La Plata council split about handling FY2017 budget deficit
The La Plata Town Council is still developing areas of the proposed Fiscal Year 2017 budget and met on Tuesday to make an adjustment due to a surplus in the sanitation enterprise funds.
The council had several work sessions in April for budget review and at the last business meeting it reviewed items in the town’s budgeted general funds and enterprise funds.
At Tuesday evening’s council meeting, the town’s financial department staff came back to the council with an expectation that they will be making changes to the structure of the budget and variables that are affecting projections.
“We are showing a deficit in the operating budget,” said Town Treasurer Robert Oliphant. “We had talked about things that the town council wanted to do to make the fiscal situation better such as paying off a debt that we have with the department of housing and community development, tuition reimbursement for the police department, new parking at Wills Park, and the budget originally had a place holder for new projects in public works, sanitation and water and sewer. It did end up meaning that we would spend more money out of the vehicle reserve funds account.”

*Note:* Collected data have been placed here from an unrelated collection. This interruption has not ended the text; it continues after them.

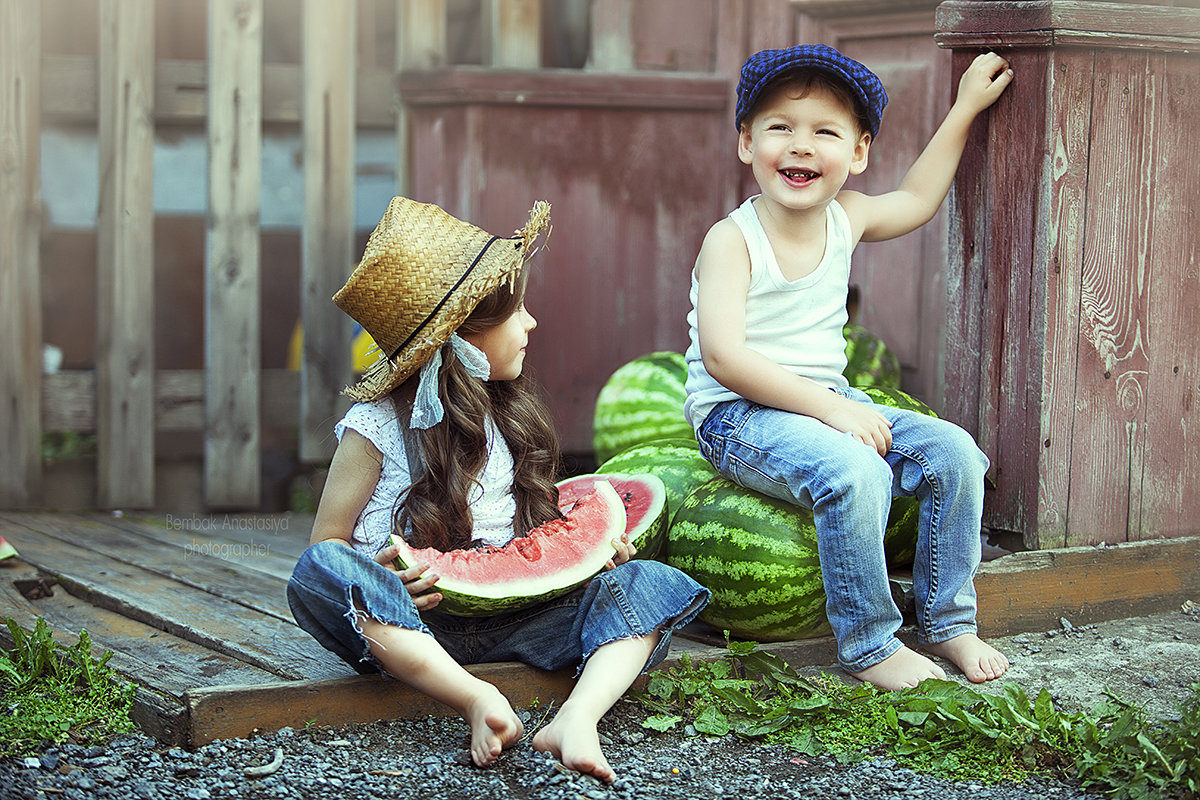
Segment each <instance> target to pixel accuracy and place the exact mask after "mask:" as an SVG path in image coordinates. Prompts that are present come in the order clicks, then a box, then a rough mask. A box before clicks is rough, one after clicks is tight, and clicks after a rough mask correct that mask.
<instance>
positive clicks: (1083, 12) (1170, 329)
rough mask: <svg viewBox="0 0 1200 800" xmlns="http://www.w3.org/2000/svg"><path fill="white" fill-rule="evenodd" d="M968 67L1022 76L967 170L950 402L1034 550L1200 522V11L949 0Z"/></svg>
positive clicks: (1002, 514)
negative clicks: (1197, 154) (987, 50)
mask: <svg viewBox="0 0 1200 800" xmlns="http://www.w3.org/2000/svg"><path fill="white" fill-rule="evenodd" d="M937 26H938V34H937V41H938V43H940V44H942V46H943V47H950V48H953V49H954V74H959V73H961V72H962V70H964V68H966V65H967V64H970V61H971V60H972V59H973V58H974V54H976V53H979V52H982V50H983V49H989V48H991V49H997V50H998V52H1001V53H1003V54H1004V55H1006V56H1007V58H1008V59H1009V61H1010V62H1012V65H1013V70H1014V72H1015V76H1016V77H1015V80H1014V82H1013V85H1012V86H1010V88H1009V90H1008V91H1006V95H1004V96H1003V97H1001V98H1000V101H998V102H997V103H996V104H995V106H994V107H992V109H991V110H990V113H989V114H986V115H984V118H983V119H982V120H980V121H979V122H978V124H977V128H976V131H974V138H973V142H972V144H971V146H970V148H968V151H967V154H966V156H965V158H964V162H962V167H961V168H960V170H959V175H958V180H956V184H955V191H954V198H955V200H954V201H955V209H954V213H953V215H952V218H953V219H954V225H953V227H952V234H950V243H949V251H950V259H949V266H948V273H949V282H948V283H949V287H950V297H949V300H950V302H949V306H950V308H952V309H959V311H958V312H956V313H955V314H954V315H953V317H952V319H950V320H949V324H948V331H947V332H948V341H949V343H950V345H949V348H948V361H947V398H946V399H947V408H948V413H949V415H950V416H952V417H953V419H956V420H962V421H965V422H968V426H970V427H973V431H972V432H973V433H976V435H977V438H978V440H979V443H980V445H982V446H983V449H984V451H985V452H988V455H989V457H990V458H991V462H992V471H991V487H992V489H991V492H990V493H989V495H988V500H986V510H985V518H984V523H985V524H988V525H991V527H994V528H1000V529H1004V530H1013V531H1020V533H1021V534H1024V537H1025V543H1026V545H1027V546H1028V547H1032V548H1039V549H1045V548H1050V547H1062V546H1078V545H1088V543H1094V542H1098V541H1105V542H1110V543H1112V542H1121V541H1136V540H1147V539H1157V537H1163V536H1188V535H1195V534H1196V533H1198V531H1200V456H1198V455H1196V451H1198V450H1200V428H1198V426H1196V425H1195V420H1196V410H1195V405H1196V401H1198V399H1200V398H1198V395H1200V389H1198V386H1200V384H1198V381H1200V350H1196V348H1195V347H1193V345H1192V344H1190V331H1195V330H1196V329H1198V327H1200V283H1198V281H1196V251H1198V249H1200V233H1198V230H1200V229H1198V228H1196V224H1195V219H1194V212H1195V198H1196V197H1198V196H1200V160H1198V158H1196V145H1195V142H1194V137H1192V136H1189V132H1190V131H1193V130H1194V126H1195V122H1196V116H1195V108H1196V104H1198V97H1200V56H1198V55H1196V54H1198V53H1200V11H1198V10H1192V8H1177V7H1162V6H1154V5H1133V4H1112V2H1088V1H1084V0H1073V1H1069V2H1068V1H1062V0H1039V1H1037V2H1028V1H1024V2H1015V1H1009V0H990V1H978V0H974V1H966V0H954V1H950V2H943V4H942V5H941V6H940V7H938V12H937Z"/></svg>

Oliphant believes the FY2017 budget is picking up the full depreciation in the sanitation enterprise funds.
“We are proposing to utilize [funds] for things that are one time kind of expenditures, like the public works facilities assessment and in some of the town’s vehicles, which we have enough to cover. But when we do that we still end up in a situation where we’re projecting a deficit and we need to have a balanced budget and have that money in the vehicle reserve fund if something does happen,” Oliphant said.
“The reason we set this up years ago was to make sure it is always there and we wouldn’t have these one-time expenditures that shock everybody,” Councilman Keith C. Back said.
Town Manager Daniel Mears said the council has been very conservative over the last few years in regards to budgeted funds and the council would like to have funds available for constructing the town’s own transfer station in future years. In the town’s sanitation enterprise fund, the budget reflects funds to conduct a facility study to look at how the town could best use the public works facility for future needs, specifically by adding a transfer station at the facility.
But Back asked why the town has an increase in the budget if it is above and beyond how much will be used for the public works study and other enterprise sanitation funds.
“We’ve been very conservative because I recommend to you every year that we should increase based on CPI [Consumer Price Index] to stay up and keep our budget,” said Robert F. Stahl, the town’s director of operations. “The money is going toward a transfer station that we know we want to do in the future. Yes, it’s going into the fund balance but if we had to turn around and borrow money later I think you’re taking from Peter to pay Paul. In this situation you know you’re going to ask for capital expenditure in the future to build a transfer station which we’re trying to save for in advance because the transfer station will cost as much as $750,000 or close to a million dollars.”
Stahl said recycling has changed and a lot of jurisdictions receive major increases because of the way they structure their recycling but the town has not had that issue.
Back asked, “So why are we adding to it?”
“You’ve got more than you need and the whole idea of the transfer station was the fact that they can take it somewhere where it was cheaper and that would offset some of the operating difference,” Back said. “Especially if we have a major surplus in a fund that we currently have three quarters of a use for. The economy is not that good still for a lot of people so why drive a number up just to drive a number up. We can put CPI in if there’s not a reason.”
Councilman Wayne Winkler disagreed and suggested that the vehicle reserve funds need to be kept as is because the town never knows what’s going to happen with things changing constantly.
“Three of us agreed that we didn’t want to drive down to zero before we do anything and keep what’s in the reserve especially if there’s a purpose for it,” Mayor Roy G. Hale said. “We’ve had problems in the past where we if we waited without doing that, then we’ve had to make a major increase in the fund rather than smaller increases as you go along.”
“Previously the council had agreed to a small increase in this fund to cover increased costs due to inflation. Because this fund has a fund balance before add- ing the proposed increase, the majority of the council opted to not add the small increase and keep the quarterly charges the same as the current year. Some of the council members were a little more conservative and wanted to add the inflation adjustment,” Hale said.
In the end, after a 3-2 consensus, the council asked that the budget be presented with no increase to sanitation rates for the next fiscal year.
The council also discussed evaluating methods to gain cost efficiency in vehicle purchases. While it is still being explored, the budget will continue with the current vehicle reserve funding process.
Mears said the proposed FY2017 budget will be finalized for public presentation next Tuesday. After Tuesday’s public hearing, the council will have a work session to review the public comment received and the budget ordinance will be considered the following Tuesday.